Blundell et al. (2015) used Thompson sampling based on BNN outputs to minimize regret in a bandit problem. Hernández-Lobato & Adams (2015) performed active learning on a 1-dimensional regression problem. Both of these settings involve fairly small datasets and models (e.g., input size on the order of 10, and NN with 1-hidden layer of width 50). More recently, Gal et al. (2017) achieved good results using MC dropout for active learning with image data (e.g., MNIST and real-world medical images).

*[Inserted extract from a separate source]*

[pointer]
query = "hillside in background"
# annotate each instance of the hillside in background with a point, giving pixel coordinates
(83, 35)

Detecting Adversarial Attacks.
Adversarial examples (Szegedy et al., 2013) are inputs to a neural network that are designed to force misclassification. These inputs often appear normal to humans but cause the neural network to make inaccurate predictions. This raises an interesting question: can we train neural networks to detect adversarial examples? Bayesian neural networks are an obvious candidate for this task and thus they have been explored before (Feinman et al., 2017; Louizos & Welling, 2017; Rawat et al., 2017). Related to our work, Feinman et al. (2017) used MC dropout inference to detect adversarial examples and showed promising results. To the best of our knowledge, the use of SGLD for this task has not been explored.
Lastly, our work is focused on distilling BNNs and studying modern downstream applications. To the best of our knowledge, our work is the first to provide results for MCMC-based BNNs for these applications.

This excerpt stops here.